Nightmare Residuum takes a different approach to this, both in terms of an account based system and a separation of data into modules.
The user object is used to represent a user connection, which consists of an account object, a character object, and a shell object.
A user will create an account, represented by STD_ACCOUNT, which contains username, password, character list, account settings, last login, creation date, etc.
From there, a user creates player characters, represented by STD_CHARACTER, which contains player stats such as level, stat attributes, species, last environment, last action, creation date, etc.
As a user enters the world with a character, a shell is created for the user which interprets user input and routes it to the appropriate commands, verbs, or other available actions.
Due to this design, the standard this_player()
efun is ambigious into whether you are referring to a user object, a character object, or a shell object.

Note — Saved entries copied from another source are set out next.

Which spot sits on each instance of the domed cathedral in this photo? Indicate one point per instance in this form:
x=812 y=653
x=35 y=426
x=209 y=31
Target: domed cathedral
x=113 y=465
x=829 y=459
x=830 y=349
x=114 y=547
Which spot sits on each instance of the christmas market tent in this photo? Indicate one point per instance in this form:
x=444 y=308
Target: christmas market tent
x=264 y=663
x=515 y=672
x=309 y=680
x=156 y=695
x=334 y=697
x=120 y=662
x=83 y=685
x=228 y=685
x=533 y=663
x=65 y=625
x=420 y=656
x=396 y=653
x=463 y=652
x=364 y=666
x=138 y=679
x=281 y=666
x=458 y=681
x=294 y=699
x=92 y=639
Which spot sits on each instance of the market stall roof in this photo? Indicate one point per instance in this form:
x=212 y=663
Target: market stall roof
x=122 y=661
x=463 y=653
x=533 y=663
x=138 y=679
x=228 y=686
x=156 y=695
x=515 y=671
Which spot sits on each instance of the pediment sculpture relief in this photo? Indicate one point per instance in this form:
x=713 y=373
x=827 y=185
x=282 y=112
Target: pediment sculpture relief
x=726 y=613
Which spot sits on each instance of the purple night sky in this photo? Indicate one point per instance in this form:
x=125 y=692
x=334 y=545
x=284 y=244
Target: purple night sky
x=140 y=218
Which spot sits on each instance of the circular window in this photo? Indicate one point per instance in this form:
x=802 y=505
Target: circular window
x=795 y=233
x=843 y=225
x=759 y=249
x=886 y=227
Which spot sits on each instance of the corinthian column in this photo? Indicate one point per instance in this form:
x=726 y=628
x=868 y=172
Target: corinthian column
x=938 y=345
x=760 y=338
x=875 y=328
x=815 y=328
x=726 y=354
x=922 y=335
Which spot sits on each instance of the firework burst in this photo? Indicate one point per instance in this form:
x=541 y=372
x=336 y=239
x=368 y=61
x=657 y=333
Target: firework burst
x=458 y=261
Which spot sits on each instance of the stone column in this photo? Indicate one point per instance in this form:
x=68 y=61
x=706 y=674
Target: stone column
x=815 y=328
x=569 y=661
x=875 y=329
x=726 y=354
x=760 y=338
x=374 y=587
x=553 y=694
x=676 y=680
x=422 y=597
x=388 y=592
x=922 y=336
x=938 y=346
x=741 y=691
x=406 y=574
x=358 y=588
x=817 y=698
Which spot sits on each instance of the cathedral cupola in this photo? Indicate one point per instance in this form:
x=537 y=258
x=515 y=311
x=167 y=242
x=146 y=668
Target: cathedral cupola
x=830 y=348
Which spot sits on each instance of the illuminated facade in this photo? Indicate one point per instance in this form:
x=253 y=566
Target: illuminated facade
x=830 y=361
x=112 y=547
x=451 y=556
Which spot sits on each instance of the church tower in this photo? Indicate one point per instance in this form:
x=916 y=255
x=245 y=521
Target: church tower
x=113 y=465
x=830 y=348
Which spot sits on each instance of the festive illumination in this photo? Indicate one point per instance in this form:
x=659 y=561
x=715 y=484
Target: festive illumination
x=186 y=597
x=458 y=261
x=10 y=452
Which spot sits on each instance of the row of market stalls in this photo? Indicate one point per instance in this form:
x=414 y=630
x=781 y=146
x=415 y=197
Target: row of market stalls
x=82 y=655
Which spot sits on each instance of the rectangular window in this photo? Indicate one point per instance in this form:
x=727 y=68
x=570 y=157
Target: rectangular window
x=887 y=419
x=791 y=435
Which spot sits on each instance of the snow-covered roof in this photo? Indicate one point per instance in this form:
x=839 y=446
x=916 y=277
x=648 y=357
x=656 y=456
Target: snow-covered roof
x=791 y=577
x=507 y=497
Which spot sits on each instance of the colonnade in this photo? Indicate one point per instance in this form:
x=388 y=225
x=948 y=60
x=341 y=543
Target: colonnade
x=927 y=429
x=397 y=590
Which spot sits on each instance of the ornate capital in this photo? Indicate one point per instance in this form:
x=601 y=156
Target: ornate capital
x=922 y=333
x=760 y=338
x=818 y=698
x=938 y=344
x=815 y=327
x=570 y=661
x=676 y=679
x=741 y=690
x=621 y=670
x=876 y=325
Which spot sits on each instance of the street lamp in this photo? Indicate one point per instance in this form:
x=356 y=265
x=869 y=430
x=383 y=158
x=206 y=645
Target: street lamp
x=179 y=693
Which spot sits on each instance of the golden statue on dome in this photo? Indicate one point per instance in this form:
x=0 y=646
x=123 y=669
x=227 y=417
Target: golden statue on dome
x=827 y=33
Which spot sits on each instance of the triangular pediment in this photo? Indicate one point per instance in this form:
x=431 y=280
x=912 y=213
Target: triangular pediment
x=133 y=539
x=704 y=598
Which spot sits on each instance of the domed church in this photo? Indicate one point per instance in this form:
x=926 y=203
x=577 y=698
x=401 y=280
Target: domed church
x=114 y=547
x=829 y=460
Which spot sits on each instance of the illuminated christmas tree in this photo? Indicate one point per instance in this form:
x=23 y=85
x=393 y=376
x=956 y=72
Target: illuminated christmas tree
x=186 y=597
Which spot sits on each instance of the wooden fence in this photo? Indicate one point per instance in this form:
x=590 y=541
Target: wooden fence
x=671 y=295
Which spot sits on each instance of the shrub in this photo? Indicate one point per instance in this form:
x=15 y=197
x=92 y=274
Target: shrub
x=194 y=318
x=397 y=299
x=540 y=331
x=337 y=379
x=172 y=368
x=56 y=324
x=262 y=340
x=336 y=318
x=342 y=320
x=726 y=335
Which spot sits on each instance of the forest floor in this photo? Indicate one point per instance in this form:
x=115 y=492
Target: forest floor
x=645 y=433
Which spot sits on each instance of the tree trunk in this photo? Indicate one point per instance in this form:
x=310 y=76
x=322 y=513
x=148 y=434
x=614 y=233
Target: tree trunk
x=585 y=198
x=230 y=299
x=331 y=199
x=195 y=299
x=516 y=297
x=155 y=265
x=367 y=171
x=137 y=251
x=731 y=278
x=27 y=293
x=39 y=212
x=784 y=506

These different objects may be referenced via sefuns:
this_user()
- returns the interactive user's USER object
this_character()
- returns STD_CHARACTER object of the interactive user
Chaining off of this_user()
is also possible.
this_user()->query_character()
this_user()->query_shell()
With the separation of account and characters, savefiles are much smaller than a standard MUD since each savefile does not contain a full account's data. A second effect is that the data for each of these user objects can be stored separate from one another, for example, /save/account/ will contain all account data, while /save/character/ will contain all character data, and the savefiles contained will consist of only the minimal amount of data necessary for that object type. This removes ambiguity of which modules include which variables into a savefile.
The game world is represented by STD_ROOM, which consist of a short (brief) description, a long (verbose) description, items in the room that can be looked at for more details, exits that link to other rooms, in addition to possible STD_ITEM and STD_NPC contents.
Basic objects that characters can interact with, such as getting, dropping, giving, or putting, are represented by STD_ITEM.
Basic NPCs that can populate rooms are referenced by STD_NPC.
This project was built with testing in mind from the start with the M_TEST module for writing tests and D_TEST for running tests among the first files to be coded. Objects are broken down into small, easily testable modules that are as independent of other components as possible.